The rust is minerals stains from them grubbing for roots while they are feeding.

:thumb:


----------



## spec101 (Mar 17, 2006)

That is pretty cool but weird


----------



## jb (Feb 8, 2005)

do you guys up north no get them that way? here in mo I have seen tons of them I have been told that they get that from rice fields most have some on the belly and face they come with middle to end of the migration


----------



## Triple B (Mar 9, 2004)

the rust coloration is from the iron in the soils they are feeding in. iron..Fe.... rust..... come on guys figure it out!!! J/k


----------



## 870 XPRS (Mar 12, 2003)

It's not very uncommon, we shoot many birds that are similar to that during the spring.
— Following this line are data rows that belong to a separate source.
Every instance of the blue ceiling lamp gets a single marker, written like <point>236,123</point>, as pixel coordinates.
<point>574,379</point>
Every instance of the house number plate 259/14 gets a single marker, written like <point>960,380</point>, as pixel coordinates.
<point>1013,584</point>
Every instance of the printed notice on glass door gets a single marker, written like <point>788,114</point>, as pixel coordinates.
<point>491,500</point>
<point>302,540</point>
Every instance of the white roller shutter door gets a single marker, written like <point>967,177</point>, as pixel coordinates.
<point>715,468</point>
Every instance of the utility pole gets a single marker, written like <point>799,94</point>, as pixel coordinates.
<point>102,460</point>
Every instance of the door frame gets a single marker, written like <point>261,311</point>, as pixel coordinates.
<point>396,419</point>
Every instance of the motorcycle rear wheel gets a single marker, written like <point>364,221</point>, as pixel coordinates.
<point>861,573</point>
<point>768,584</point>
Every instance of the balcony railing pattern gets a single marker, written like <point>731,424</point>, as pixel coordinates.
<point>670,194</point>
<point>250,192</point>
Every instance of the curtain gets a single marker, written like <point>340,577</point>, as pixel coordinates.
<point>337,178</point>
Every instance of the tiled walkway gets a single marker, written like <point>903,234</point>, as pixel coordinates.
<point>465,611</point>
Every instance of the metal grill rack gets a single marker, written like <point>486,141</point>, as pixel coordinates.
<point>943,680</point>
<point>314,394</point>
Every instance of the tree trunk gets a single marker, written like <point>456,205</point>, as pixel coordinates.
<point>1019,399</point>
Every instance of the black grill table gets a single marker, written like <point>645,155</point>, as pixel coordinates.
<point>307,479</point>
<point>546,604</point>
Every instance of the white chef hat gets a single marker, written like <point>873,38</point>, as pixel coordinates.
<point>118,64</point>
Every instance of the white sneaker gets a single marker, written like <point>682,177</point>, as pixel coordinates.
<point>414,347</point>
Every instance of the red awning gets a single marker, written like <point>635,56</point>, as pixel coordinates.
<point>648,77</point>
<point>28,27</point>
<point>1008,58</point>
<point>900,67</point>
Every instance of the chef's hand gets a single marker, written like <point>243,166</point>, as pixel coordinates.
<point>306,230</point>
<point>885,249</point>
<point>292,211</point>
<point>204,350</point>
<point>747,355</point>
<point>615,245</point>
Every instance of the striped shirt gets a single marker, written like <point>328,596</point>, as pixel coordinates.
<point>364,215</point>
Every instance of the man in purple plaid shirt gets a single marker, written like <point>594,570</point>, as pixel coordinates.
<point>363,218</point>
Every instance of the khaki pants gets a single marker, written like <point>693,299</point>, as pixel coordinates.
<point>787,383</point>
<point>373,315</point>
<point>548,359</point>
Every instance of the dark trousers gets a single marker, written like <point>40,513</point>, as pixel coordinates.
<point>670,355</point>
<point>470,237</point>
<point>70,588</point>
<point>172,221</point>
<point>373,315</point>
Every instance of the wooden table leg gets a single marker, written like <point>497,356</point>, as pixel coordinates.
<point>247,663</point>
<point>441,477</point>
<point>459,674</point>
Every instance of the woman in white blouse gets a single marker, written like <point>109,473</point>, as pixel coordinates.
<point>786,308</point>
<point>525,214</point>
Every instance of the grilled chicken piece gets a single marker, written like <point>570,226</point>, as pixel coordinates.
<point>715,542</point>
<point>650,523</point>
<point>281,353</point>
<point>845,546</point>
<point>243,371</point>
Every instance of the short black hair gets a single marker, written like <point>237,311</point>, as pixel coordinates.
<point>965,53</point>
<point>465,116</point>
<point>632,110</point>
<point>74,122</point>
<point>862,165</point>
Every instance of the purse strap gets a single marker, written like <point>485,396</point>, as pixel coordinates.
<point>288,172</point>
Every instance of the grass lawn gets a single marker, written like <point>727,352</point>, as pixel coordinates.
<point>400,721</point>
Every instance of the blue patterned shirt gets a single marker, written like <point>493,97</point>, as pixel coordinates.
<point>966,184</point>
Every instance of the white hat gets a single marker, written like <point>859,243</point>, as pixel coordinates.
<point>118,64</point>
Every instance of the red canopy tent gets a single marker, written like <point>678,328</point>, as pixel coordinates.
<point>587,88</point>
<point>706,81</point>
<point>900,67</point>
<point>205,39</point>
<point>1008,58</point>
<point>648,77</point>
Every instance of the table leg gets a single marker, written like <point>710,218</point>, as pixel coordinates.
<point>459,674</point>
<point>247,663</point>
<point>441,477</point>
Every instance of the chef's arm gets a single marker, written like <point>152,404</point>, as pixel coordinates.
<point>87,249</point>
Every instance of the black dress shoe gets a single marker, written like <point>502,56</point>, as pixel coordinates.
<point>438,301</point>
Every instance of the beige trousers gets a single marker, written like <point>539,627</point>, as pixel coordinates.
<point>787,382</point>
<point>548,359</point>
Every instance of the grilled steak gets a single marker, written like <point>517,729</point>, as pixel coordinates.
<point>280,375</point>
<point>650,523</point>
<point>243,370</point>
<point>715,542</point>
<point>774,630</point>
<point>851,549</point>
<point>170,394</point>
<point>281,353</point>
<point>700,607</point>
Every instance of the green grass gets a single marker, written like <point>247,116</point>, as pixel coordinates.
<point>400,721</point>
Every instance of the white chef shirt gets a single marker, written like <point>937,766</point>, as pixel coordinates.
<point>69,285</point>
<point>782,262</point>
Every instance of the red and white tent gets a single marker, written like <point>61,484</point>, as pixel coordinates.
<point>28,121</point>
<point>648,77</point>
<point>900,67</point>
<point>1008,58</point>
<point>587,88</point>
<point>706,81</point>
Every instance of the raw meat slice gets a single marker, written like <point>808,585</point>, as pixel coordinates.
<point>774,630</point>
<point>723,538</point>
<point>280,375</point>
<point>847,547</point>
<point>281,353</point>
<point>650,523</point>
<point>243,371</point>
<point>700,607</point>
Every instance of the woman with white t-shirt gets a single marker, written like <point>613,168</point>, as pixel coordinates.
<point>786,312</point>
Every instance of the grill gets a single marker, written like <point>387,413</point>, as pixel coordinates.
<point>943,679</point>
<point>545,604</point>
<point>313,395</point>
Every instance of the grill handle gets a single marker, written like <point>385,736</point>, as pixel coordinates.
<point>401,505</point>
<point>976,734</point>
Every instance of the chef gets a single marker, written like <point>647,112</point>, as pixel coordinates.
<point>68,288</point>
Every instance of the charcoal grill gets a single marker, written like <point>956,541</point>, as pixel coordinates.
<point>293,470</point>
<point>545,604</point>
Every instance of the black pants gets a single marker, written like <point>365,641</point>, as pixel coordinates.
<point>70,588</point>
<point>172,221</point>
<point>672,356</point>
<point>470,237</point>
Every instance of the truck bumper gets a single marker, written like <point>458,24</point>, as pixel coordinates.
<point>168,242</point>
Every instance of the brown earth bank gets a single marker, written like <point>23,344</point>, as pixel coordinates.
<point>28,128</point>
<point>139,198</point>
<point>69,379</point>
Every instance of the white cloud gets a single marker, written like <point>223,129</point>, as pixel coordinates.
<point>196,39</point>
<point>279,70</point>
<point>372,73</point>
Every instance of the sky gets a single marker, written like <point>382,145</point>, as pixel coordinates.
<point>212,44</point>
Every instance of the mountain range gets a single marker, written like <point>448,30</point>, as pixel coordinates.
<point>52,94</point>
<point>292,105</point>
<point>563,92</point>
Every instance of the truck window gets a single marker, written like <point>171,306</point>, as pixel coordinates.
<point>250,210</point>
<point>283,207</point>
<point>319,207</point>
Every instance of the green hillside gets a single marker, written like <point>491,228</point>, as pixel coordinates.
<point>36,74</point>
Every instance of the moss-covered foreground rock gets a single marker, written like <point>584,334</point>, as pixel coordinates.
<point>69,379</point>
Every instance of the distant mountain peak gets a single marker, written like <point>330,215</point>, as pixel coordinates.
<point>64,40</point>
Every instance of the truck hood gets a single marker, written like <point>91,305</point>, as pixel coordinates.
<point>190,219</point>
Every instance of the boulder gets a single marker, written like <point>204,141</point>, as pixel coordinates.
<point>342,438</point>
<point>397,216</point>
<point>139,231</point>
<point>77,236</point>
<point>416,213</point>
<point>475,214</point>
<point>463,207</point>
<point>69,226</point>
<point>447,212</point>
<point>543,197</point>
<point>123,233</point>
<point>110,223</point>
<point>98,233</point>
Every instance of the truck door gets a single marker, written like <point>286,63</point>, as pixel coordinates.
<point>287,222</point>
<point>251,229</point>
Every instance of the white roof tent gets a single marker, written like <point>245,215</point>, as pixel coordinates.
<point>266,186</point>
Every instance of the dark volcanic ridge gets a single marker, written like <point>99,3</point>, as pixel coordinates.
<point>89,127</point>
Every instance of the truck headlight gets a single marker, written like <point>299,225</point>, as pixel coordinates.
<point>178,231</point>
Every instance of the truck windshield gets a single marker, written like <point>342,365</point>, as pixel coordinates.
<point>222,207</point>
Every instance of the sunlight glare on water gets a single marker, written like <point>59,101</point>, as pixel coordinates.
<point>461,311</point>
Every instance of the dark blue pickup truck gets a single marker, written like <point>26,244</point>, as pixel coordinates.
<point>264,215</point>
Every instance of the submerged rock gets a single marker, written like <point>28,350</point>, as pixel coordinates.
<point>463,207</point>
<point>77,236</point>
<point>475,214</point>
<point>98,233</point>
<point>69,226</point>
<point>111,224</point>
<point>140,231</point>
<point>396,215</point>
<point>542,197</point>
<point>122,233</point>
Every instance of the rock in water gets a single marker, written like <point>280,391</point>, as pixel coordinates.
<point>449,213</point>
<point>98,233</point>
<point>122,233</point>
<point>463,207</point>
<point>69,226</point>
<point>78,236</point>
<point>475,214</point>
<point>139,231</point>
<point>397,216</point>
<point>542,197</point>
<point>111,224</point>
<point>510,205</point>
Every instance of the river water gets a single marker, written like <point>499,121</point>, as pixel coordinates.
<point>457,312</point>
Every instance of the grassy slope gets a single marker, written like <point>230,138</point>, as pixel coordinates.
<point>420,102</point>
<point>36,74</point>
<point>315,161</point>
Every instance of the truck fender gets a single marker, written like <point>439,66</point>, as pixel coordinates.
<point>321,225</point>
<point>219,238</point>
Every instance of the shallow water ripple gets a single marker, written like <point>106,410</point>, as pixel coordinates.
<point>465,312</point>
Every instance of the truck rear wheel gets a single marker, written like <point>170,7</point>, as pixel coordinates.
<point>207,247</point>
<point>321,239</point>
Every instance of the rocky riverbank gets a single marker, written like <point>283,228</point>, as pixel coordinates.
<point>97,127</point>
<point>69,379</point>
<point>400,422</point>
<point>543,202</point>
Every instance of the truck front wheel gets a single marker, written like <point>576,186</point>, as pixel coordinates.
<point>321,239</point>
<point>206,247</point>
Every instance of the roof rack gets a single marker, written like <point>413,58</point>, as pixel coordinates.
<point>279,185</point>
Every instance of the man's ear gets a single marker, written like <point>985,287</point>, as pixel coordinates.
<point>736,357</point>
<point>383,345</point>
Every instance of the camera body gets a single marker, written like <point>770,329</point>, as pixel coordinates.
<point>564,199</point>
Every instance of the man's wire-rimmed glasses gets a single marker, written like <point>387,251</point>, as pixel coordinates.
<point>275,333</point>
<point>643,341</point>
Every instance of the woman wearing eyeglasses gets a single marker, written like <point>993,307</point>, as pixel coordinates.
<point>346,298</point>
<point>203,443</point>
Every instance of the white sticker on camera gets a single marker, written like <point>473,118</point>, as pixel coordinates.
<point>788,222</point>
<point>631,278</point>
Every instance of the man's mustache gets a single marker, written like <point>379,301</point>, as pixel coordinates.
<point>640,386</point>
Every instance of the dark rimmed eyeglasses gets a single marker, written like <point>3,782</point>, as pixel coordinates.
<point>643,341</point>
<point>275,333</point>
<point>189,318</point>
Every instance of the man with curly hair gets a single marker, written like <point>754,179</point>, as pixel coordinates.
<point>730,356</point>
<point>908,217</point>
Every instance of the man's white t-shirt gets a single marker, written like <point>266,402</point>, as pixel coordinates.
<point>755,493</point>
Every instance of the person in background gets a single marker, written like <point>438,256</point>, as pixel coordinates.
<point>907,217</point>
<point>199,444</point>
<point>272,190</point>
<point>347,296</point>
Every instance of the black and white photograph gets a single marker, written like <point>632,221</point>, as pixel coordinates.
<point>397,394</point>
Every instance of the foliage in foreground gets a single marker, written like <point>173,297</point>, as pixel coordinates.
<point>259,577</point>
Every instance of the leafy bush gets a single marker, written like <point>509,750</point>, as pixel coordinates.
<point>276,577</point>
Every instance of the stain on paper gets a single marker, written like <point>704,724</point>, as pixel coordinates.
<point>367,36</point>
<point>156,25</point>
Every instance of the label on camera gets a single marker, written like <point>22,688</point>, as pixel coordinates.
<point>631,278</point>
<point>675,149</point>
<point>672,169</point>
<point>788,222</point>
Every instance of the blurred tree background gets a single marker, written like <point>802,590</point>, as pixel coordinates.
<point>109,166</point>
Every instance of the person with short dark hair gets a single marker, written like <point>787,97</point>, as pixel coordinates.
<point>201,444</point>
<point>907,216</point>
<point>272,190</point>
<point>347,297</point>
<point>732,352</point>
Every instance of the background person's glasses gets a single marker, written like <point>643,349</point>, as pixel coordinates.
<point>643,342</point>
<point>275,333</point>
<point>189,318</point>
I am not an expert by no means an don't take me as one, but the best explaination is a bird t hat has been in the rice fields and has has been feeding such a field....the rice fields in the southern U.S. are rich in Iron.


----------



## jb (Feb 8, 2005)

Sounds like to me that it has been decided


----------



## USAlx50 (Nov 30, 2004)

I dont know much about SOB's but i heard thats from the iron in the rice feilds when their eating :wink:


----------



## eaglehead6 (Nov 6, 2005)

I have never actually seen this on any snows that i have shot , however i watched a show that was filmed in Que. Canada and almost every snow goose that was shot had this coloring on it's head and cheeks. Everyone is right it is iron that colars the bird like this, in Que. it is something that is seen often however in other parts of Canada not so much if at all. I someday would like to get one and have it stuffed it definatley adds a unique look to the white snow goose. If given the chance i ussuallly shoot the blues. You have a unique bird there good shooting.


----------



## Westside snows (Feb 9, 2006)

you are all correct I found this doing some research...
Snow geese in the Skagit-Fraser estuaries are dependent upon intertidal marsh vegetation dominated by three-square bulrush (Scirpus americanus). In addition, snow geese are also dependent upon diked agricultural fields, primarily using cover crops such as winter wheat and pasture areas. Recently, they have also begun using barley fields left for other wintering waterfowl. Researchers on Wrangel Island have been able to identify those birds wintering in the Skagit-Fraser areas by the red facial staining caused by minerals in the tidal marshes of these areas. This staining is missing on the birds wintering in other areas. All the snow geese I have shot out here in Washington have some staining it is quit common out here...Also I have shot a few ducks with the same type of staining on there bellys


----------



## Bird_Killer09 (Mar 8, 2006)

I am a taxidermist, and i have don e several geese for other people, most all of them have the staining, it will come out with rust remover during the mounting, but some people choose to leave it


----------



## duckslayer_10 (Feb 14, 2006)

done several geese for other people huh bird killer09 haha
:sniper: take um


----------